“His life will never be the one that he dreamed about and worked so hard to achieve. That is a steep price to pay for 20 minutes of action out of his 20 plus years of his life,” laments the father of a son caught, literally, with his pants down, sexually assaulting an unconscious woman that stopped short of full-fledged rape only because he was apprehended by sheer chance. “Action,” mind you, not violence, not assault, sexual or otherwise, not even ungentlemanly conduct, just “events” that had turned his son Brock Turner’s life topsy-turvy, even though he’d got away with a sentence of only six measly months, with nary a word for his hapless victim. If you want to know how it shattered the life of the woman who attended a party at the Stanford University campus in January 2015 and unwittingly became the object of Brock Turner’s lust, how she is still trying to piece it together, just read even a few paragraphs of the 7,244-word gut-wrenching statement she had submitted to the court and then put up on the social news site BuzzFeed since the sentencing last week, from where it has since gone viral.
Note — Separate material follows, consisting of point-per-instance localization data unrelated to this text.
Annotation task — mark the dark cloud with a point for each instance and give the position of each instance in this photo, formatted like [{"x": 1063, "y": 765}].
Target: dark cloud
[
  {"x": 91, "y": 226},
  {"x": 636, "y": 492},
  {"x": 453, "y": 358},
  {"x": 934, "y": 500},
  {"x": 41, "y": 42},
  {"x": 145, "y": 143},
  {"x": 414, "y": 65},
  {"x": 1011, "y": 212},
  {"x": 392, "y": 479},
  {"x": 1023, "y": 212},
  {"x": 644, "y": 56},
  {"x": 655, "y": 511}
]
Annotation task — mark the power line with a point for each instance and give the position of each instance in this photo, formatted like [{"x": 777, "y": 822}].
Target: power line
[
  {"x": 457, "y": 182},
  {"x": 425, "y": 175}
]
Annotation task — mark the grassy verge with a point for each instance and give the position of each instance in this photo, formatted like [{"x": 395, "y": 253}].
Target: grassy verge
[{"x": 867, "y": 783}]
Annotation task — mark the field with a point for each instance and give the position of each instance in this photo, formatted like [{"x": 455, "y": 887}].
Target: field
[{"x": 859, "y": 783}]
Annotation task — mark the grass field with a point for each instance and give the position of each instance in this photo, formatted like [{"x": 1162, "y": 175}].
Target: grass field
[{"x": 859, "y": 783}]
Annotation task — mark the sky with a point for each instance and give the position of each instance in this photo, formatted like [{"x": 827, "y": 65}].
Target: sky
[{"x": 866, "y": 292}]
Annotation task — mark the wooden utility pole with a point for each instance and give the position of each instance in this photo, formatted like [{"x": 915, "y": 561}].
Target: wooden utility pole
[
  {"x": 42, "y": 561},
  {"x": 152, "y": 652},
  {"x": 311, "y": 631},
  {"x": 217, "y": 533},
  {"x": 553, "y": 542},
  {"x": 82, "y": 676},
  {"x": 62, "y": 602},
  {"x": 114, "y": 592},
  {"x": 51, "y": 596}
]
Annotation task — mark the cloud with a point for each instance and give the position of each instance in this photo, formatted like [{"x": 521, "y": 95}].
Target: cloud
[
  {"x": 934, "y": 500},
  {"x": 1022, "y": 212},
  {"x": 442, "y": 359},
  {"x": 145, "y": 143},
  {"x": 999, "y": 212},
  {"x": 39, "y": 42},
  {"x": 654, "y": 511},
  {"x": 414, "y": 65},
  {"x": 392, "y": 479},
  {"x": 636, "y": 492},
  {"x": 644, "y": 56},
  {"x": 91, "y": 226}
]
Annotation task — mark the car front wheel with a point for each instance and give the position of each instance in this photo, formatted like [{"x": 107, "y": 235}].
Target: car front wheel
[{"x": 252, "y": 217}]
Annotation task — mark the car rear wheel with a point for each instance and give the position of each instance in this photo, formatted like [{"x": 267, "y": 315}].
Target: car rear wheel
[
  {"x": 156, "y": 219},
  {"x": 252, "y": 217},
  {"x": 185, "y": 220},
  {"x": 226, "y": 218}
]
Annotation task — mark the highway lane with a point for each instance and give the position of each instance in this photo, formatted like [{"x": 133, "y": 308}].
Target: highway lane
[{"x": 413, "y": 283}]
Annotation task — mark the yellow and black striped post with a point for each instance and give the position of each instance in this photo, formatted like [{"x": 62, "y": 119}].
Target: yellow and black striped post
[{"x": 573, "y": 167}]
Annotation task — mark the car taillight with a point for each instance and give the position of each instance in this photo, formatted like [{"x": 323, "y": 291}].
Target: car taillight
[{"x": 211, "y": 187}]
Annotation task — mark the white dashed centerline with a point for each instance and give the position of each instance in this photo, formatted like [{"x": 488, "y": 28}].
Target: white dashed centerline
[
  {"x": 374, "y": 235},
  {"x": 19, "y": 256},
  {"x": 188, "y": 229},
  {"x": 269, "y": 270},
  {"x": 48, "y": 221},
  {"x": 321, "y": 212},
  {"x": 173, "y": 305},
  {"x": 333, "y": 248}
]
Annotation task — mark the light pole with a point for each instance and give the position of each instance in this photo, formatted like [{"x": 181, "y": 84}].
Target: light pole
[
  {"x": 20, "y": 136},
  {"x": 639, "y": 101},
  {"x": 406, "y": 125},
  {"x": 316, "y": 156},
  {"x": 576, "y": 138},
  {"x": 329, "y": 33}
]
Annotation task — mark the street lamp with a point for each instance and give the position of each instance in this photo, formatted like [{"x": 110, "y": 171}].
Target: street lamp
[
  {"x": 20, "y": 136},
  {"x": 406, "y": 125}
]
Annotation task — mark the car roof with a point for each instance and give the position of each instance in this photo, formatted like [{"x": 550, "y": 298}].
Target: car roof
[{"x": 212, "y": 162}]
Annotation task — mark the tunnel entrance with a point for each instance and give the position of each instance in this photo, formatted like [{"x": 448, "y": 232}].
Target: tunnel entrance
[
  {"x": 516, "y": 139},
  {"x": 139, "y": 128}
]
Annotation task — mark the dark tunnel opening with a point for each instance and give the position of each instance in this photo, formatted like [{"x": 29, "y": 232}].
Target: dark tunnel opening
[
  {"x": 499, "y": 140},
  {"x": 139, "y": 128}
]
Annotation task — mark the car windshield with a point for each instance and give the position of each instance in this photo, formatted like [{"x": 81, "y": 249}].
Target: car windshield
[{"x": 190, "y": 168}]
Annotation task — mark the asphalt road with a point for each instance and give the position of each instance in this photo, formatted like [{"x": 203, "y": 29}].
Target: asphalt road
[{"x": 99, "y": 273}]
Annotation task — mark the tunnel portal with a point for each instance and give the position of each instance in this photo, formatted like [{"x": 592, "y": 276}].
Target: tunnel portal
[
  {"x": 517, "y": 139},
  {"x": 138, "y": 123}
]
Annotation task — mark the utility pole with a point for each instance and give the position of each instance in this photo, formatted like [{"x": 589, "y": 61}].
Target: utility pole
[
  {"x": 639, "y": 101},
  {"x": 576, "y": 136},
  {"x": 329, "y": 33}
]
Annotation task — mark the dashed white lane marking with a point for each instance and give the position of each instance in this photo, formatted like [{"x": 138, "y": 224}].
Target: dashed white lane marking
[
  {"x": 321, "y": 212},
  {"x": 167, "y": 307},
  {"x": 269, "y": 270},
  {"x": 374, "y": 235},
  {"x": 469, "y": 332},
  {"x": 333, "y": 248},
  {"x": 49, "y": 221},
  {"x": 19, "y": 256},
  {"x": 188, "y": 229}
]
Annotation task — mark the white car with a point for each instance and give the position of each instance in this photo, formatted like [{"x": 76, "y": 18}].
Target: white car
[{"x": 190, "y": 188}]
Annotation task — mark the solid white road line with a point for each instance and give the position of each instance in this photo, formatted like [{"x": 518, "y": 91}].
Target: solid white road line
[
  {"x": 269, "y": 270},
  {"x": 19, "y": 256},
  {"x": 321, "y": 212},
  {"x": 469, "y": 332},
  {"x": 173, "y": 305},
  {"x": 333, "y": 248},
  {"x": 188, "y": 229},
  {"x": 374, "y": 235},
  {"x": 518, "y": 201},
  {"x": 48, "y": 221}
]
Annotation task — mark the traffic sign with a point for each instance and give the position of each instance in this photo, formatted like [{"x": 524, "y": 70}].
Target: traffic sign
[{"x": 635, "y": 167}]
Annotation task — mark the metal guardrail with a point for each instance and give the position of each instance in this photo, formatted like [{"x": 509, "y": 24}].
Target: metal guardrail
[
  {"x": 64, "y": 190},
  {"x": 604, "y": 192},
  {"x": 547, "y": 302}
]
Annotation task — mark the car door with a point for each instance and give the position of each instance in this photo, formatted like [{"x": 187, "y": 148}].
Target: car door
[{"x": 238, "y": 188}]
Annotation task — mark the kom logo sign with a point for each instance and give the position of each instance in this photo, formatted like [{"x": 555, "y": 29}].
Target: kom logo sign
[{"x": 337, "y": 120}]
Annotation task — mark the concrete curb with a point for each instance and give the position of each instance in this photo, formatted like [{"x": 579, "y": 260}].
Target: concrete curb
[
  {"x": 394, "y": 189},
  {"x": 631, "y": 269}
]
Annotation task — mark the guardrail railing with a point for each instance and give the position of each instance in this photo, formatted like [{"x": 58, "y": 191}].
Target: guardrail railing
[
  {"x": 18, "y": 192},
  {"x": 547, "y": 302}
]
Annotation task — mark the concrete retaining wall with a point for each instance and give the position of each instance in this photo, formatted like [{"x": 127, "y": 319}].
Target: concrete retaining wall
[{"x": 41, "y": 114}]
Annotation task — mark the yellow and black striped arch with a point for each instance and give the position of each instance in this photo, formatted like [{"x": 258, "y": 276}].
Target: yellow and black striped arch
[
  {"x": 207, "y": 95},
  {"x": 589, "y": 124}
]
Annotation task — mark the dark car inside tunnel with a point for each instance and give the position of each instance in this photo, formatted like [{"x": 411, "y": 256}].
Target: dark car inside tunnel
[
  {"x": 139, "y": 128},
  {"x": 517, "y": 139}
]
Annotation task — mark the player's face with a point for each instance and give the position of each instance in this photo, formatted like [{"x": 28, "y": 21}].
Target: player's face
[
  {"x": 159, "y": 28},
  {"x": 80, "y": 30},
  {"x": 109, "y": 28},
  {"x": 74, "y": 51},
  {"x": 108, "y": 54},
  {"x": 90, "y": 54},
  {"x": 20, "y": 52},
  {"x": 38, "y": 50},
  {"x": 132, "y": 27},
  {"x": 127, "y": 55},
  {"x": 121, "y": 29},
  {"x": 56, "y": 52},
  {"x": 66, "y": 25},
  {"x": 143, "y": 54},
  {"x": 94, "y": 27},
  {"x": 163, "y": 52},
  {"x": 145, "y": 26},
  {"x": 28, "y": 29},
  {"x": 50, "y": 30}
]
If this is how blind parental love has played out in the United States in the Stanford student Brock Turner’s case over the last one year, then how does one explain a Mumbai socialite blithely describing journalist Tarun Tejpal’s transgressions on a junior colleague as merely a “grave error”? Something “that pricked the bubble of his public image and gave his detractors ammunition to demolish him,” and not a single word spared for the young woman who was not only molested by him (by his own admission, if not in those words), but did not even get the simple apology that is all that she had asked for? [caption id=“attachment_2820274” align=“alignleft” width=“380”] Brock Turner who was guilty in the Stanford rape case. AP[/caption] A couple of months ago,
UK’s The Guardian newspaper had carried an article which in trying to give RK Pachauri’s side of the story in the many cases of sexual harassment against the former TERI boss, had quoted a blog by another journalist as saying, “Obviously she was leaned on. This is straight out of All the President’s Men. It’s about ‘rat-fucking’. Black politics to undermine Pachauri’s reputation. I can see people using her. But there has to be someone at the head of it.” Anything, but take the woman’s word for it, women in this case. True, we didn’t need these reminders. We know all too well that whichever part of the world you are in, however affluent or educated you may be, rape or sexual assault (in the eyes of the Indian law they are one and the same) is, to too many people, a minor misdemeanour at worst, something for which the “vociferous dragging through the coals.” Tejpal was subjected to what was way beyond the pale, as voiced by the Mumbai socialite
Malavika Sangghvi earlier this week. The tragedy is not just that such things happen and people try to find ways and means to wriggle out of such tight corners any which they can (there is no decent way out unless you take responsibility for your actions, repent what you did and face the music with courage and dignity, without putting blame on the recipient of your unwanted attentions), but the brazenness of it all. More the number of women stepping up to demand justice, more strident has become the attempts to belittle their efforts. More the victims of rape or sexual assault forcing such issues out in the open, naming names and giving explicit details of the wrong done to them, more is the attempt to dismiss such atrocities as “untoward incidents” (vide Tarun Tejpal in his letter to his colleagues) or explain them away as the fell effects of the scourge of alcohol (as Brock Turner and his father have, to great success with the judge pronouncing a sentence of mere six months even though it could have been as many as 14 years) or more is the attempt to belittle the women and their morals. His father wasn’t the only one who felt Brock Turner’s “20 minutes of action” should not be taken out of proportion, the loss of his place in the university’s swimming team and the scholarship that came with it was punishment enough they felt. While “there are more and more takers” for rehabilitating Tarun Tejpal, insists Malavika Sangghvi, even before the courts have come to any conclusion. In a world where a Donald Trump can become the US Presidential hopeful by making mean, bitchy, distasteful comments against Muslims, Mexicans and other minorities, in a world where people’s representatives can proclaim a “Muslim-mukt Bharat” as a legitimate political goal, in a world where politicians can be seen seething with righteous indignation for a family going unpunished for possessing mutton that had mysteriously turned into beef, disrespect for women’s rights does seem par for the course. But this is also the time to make a stand and draw the line in the sand, to protest each and every small indignity, to fight back against every sexist joke, any snide remark about what women wear, when and where they go and what they eat or drink. With the world turning dangerously conservative, with political correctness being sneered at, letting any anti-woman go uncontested is the most regressive act you can do today.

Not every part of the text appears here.